Well... when I BOUGHT FSD in 2016 I didn't expect to have to wait over 3 years before seeing any significant benefit. BUT.... I also am amazed that my same vehicle (well, with the MCU2/HW3 upgrade) is now recognizing stop signs, traffic lights, etc. and actually becoming competent at lane keeping (mostly).
 
i applaud your optimism. but ive heard 3-6 month predictions since i jumped in during 2015 and ive seen everyone one of them take 12-18 months. it took ap2 almost 2 years for them to activate surround camera's and be on par with AP1. what kind of bullcrap was that?

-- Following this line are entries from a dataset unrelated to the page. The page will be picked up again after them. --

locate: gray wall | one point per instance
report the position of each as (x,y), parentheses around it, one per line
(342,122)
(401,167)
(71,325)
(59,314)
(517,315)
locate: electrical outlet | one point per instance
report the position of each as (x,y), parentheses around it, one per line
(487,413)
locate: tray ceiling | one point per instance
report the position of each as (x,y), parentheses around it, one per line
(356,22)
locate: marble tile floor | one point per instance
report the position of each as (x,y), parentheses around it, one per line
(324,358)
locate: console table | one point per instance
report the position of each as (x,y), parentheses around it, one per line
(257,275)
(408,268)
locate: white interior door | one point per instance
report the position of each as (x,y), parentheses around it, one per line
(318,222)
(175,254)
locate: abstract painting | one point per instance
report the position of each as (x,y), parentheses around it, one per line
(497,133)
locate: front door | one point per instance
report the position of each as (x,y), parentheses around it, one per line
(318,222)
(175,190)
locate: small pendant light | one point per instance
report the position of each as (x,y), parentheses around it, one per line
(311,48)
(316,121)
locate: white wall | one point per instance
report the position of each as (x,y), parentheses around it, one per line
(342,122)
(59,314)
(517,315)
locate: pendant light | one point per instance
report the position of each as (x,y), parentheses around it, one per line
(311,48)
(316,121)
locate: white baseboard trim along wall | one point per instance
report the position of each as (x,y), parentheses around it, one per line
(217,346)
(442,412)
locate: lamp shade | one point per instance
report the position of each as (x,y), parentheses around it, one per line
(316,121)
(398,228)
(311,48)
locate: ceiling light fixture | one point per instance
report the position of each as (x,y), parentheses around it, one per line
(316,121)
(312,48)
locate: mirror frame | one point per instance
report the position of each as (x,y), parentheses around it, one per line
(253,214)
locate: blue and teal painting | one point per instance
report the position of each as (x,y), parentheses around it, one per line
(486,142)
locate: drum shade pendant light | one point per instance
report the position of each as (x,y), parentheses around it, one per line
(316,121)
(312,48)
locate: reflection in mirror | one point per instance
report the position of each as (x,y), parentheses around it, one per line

now my lease is ending in 2 weeks

nice to see my 9k FSD investment go down the tubes and not get what we were promised.

If you had a lease, fortunately you did NOT invest in FSD. A lease only pays for a portion of the car's use. The balance is carried by the lease company. Those buying their car outright are paying for the development of FSD. If it is completed before they sell their car, they get all the step by step feature additions and the final product at no additional charge. Just to clarify.
 
Most of the impatient customers awaiting FSD improvements are merely listening to Elon/Tesla and their own timelines. I'm sure you can find company estimates that we'd have more long ago (wasn't Tesla supposed to demo a coast to coast drive across the US in 2018?). I certainly didn't make up my expectations on my own. I'm very patiently waiting for some semblance of the FSD I've purchased and hoping it's soon.